2020 01 04 00 31 7725 Heart Attack Disease 3 D 400

An artificial intelligence (AI) algorithm that quantifies blood flow on cardiac MRI can predict -- perhaps better than a physician can -- if a patient will have a heart attack or a stroke, according to research published online February 14 in Circulation.

Using methods developed at the U.S. National Institutes of Health (NIH), a team of researchers led by Dr. Kristopher Knott of University College London (UCL) and Barts Health National Health Service (NHS) Trust in the U.K. found that AI could accurately and quickly quantify myocardial perfusion on cardiac MRI. In a study involving over 1,000 patients at two U.K. hospitals, patients with reduced blood flow were much more likely to have major adverse health outcomes such as heart attack, stroke, heart failure, and death.

"This study demonstrates the growing potential of artificial intelligence-based imaging technology to improve the detection of heart disease and may move clinicians closer to a precision medicine approach to optimize patient care," said co-author Peter Kellman, PhD, of the NIH in a statement from the UCL. "We hope that this imaging approach can save lives in the future."

The AI-based method created by Kellman and Hui Xue, PhD, utilizes a convolutional neural network to automatically segment the left ventricular cavity and myocardium. Next, myocardial blood flow and myocardial perfusion reserve are automatically quantified on perfusion maps.

The researchers evaluated the AI method on 1,049 patients of St. Bartholomew's Hospital and the Royal Free Hospital with a median follow-up of 605 days. Of these patients, 42 (4%) died and 174 (16.6%) had a total of 188 major adverse cardiac events.

Knott and colleagues found that the AI-calculated perfusion metrics were independently associated with both death and major adverse cardiac events. Even after adjusting for age and comorbidity, they calculated the following:

  • For each 1 mL/g/min decrease in stress myocardial blood flow, the adjusted hazard ratio was 1.93 for death (p = 0.028) and 2.14 for major adverse cardiac events (p < 0.0001).
  • For each 1 unit decrease in myocardial perfusion reserve, the adjusted hazard ratio was 2.45 for death (p = 0.001) and 1.74 for major adverse cardiac events (p < 0.0001).

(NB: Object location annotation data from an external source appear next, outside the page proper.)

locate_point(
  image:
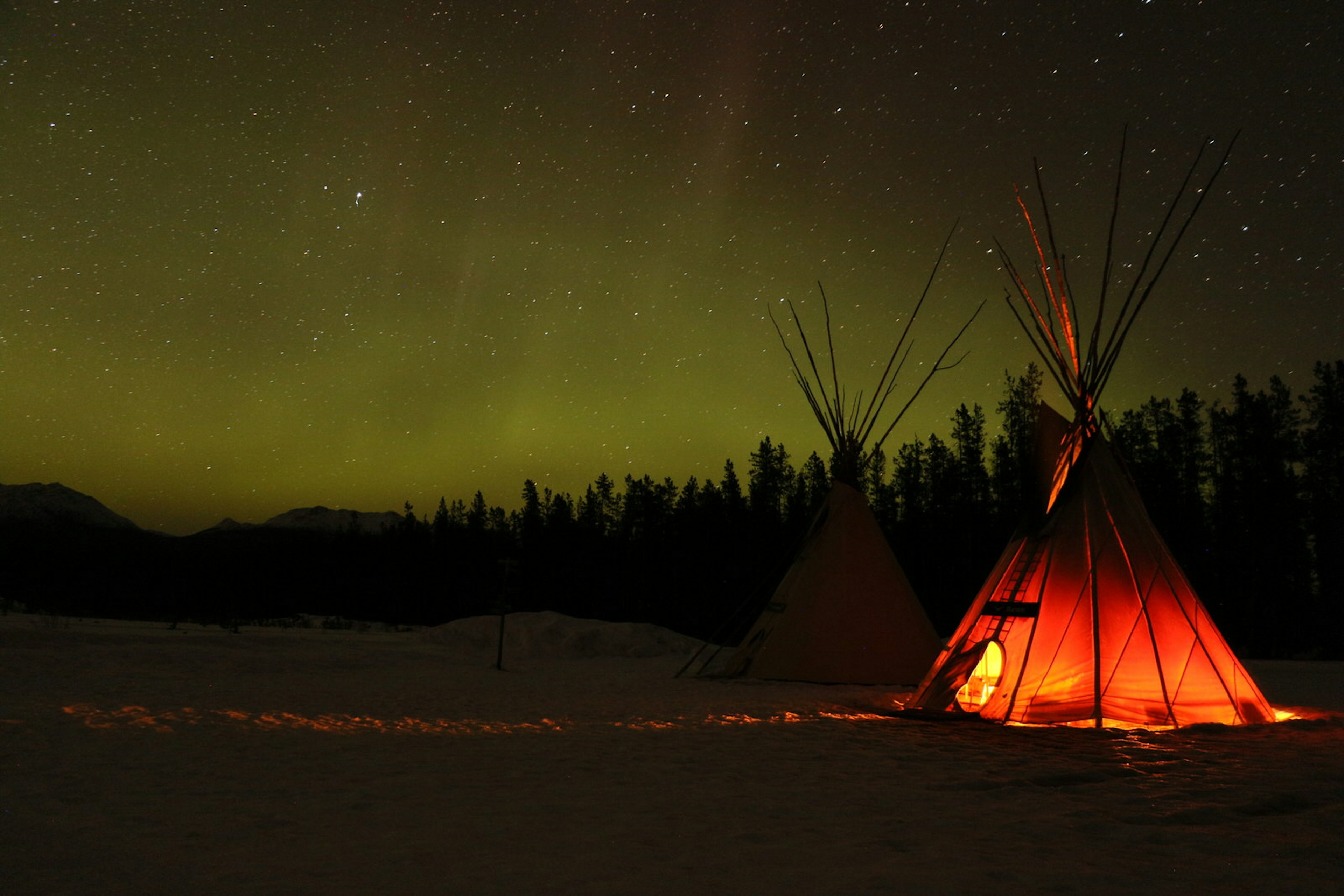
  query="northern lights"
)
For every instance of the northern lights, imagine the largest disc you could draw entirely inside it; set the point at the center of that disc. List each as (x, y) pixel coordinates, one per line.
(355, 254)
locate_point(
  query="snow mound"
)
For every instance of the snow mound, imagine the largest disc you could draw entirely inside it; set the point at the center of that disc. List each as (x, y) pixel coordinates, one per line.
(554, 636)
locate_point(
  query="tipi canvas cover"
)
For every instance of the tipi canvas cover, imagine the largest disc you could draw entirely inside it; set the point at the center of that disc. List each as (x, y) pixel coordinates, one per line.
(1088, 620)
(1091, 621)
(845, 612)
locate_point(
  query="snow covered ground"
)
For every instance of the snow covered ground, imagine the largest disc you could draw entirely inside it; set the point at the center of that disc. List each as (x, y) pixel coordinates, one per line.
(139, 760)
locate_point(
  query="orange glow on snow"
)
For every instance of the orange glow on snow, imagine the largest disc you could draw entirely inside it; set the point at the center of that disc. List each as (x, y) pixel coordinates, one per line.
(170, 720)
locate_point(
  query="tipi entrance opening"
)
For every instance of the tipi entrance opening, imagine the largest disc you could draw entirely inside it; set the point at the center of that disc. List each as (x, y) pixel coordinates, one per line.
(983, 679)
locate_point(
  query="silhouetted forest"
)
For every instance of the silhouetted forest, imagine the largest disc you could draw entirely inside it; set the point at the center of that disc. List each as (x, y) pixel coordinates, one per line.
(1248, 494)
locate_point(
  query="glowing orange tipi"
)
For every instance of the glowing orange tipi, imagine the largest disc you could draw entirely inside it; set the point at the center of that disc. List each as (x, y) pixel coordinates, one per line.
(1088, 620)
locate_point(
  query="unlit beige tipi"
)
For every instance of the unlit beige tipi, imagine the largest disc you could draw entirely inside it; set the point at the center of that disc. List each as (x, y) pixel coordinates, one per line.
(845, 612)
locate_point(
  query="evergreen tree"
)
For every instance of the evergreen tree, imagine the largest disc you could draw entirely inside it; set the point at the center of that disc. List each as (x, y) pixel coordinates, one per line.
(1261, 562)
(1323, 477)
(1013, 452)
(769, 480)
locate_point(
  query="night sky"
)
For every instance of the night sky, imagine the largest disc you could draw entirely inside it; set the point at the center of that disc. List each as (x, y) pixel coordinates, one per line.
(281, 254)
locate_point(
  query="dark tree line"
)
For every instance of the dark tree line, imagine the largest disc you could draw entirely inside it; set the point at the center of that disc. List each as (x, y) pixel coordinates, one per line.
(1246, 492)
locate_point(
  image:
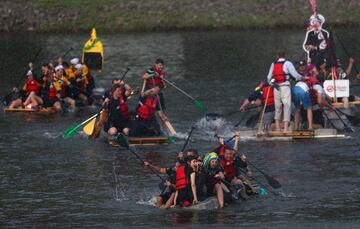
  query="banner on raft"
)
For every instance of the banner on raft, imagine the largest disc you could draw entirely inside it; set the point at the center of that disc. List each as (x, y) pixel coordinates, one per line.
(93, 52)
(342, 88)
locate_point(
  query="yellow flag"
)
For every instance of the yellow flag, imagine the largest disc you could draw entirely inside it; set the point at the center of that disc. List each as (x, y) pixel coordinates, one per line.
(89, 128)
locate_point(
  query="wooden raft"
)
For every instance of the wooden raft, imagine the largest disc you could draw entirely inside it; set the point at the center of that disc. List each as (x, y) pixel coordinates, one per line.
(40, 110)
(162, 140)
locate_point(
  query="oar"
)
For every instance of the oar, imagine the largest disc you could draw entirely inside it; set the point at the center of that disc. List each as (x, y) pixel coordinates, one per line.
(89, 128)
(6, 100)
(260, 183)
(197, 103)
(353, 119)
(188, 138)
(271, 180)
(71, 132)
(166, 122)
(122, 140)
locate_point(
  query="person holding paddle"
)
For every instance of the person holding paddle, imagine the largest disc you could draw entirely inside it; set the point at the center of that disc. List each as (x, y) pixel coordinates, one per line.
(154, 79)
(279, 75)
(119, 118)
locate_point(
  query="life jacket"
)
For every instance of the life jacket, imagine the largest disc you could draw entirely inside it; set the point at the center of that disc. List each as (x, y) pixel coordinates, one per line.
(270, 100)
(229, 169)
(278, 73)
(146, 111)
(124, 107)
(156, 80)
(32, 85)
(52, 91)
(182, 181)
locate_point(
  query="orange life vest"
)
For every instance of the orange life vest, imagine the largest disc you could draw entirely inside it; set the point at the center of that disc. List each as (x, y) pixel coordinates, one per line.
(270, 101)
(150, 83)
(229, 169)
(32, 85)
(146, 111)
(124, 107)
(278, 73)
(182, 181)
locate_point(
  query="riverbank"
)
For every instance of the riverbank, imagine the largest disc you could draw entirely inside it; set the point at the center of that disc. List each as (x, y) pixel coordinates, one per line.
(162, 15)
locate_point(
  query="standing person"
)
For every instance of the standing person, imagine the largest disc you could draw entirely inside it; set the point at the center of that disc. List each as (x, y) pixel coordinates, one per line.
(316, 40)
(279, 75)
(119, 118)
(154, 79)
(262, 94)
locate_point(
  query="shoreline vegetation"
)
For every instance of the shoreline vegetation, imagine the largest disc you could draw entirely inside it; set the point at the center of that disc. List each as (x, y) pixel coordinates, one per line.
(112, 16)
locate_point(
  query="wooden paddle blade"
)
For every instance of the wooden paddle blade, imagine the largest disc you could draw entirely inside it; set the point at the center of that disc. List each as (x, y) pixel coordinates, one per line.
(272, 181)
(200, 106)
(89, 128)
(71, 132)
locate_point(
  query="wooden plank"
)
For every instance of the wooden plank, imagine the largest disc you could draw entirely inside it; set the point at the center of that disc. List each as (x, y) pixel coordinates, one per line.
(41, 110)
(144, 141)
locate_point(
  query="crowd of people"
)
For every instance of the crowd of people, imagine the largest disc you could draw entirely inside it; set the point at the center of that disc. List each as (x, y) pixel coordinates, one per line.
(281, 98)
(221, 173)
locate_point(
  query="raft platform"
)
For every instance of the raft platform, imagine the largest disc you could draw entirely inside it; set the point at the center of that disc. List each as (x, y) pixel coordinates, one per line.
(161, 140)
(29, 110)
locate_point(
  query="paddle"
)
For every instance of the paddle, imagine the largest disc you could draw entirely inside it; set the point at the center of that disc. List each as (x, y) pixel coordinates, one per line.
(166, 122)
(197, 103)
(188, 138)
(214, 116)
(353, 119)
(89, 128)
(260, 183)
(122, 140)
(271, 180)
(7, 99)
(72, 131)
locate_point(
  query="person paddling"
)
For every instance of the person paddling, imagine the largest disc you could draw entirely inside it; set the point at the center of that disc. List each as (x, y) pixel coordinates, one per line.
(279, 75)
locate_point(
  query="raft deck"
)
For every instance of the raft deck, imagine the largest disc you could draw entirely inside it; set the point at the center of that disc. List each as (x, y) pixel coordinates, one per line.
(306, 134)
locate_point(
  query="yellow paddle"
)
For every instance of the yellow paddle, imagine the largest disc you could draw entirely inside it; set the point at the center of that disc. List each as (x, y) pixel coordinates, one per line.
(89, 128)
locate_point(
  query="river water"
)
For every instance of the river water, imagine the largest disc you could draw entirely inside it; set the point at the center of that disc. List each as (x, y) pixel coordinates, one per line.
(48, 181)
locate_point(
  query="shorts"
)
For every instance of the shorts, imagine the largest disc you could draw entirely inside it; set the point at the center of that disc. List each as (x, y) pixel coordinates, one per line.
(301, 97)
(269, 118)
(50, 102)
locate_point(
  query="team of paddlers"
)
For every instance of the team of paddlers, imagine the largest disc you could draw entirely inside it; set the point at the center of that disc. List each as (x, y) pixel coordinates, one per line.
(221, 173)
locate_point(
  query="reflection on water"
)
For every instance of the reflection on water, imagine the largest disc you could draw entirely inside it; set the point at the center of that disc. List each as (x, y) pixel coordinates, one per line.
(49, 181)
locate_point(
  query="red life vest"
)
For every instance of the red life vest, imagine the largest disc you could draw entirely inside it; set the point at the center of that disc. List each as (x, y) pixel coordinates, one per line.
(278, 73)
(124, 107)
(182, 181)
(52, 91)
(146, 111)
(229, 169)
(150, 83)
(270, 101)
(32, 85)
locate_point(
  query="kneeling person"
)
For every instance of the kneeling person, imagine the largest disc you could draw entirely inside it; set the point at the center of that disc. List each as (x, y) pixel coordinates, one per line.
(119, 119)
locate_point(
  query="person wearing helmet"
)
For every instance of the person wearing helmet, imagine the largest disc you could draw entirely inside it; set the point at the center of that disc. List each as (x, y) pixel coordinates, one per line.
(315, 42)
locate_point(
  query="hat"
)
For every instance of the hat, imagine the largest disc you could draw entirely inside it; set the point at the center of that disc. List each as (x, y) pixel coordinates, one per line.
(78, 66)
(59, 67)
(74, 61)
(213, 156)
(190, 158)
(302, 63)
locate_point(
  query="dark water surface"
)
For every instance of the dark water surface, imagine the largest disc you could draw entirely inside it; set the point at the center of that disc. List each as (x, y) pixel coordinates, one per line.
(47, 181)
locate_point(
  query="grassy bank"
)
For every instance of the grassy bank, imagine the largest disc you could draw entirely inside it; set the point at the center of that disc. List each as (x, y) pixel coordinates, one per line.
(163, 15)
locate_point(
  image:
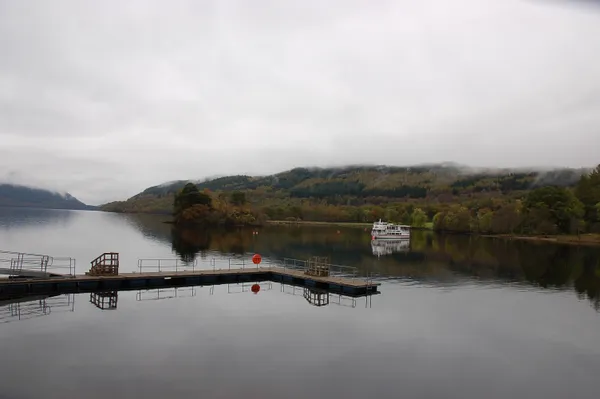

The researchers noted that myocardial perfusion reserve remained independently associated with death and major adverse cardiac events in the 783 patients without regional perfusion defects on clinical reads and with no known macrovascular coronary artery disease. However, stress myocardial blood flow remained associated only with major adverse cardiac events in those patients.

"The predictive power and reliability of the AI was impressive and easy to implement within a patient's routine care," said senior author Dr. James Moon, from UCL and Barts Health NHS Trust, in a statement. "The calculations were happening as the patients were being scanned, and the results were immediately delivered to doctors. As poor blood flow is treatable, these better predictions ultimately lead to better patient care, as well as giving us new insights into how the heart works."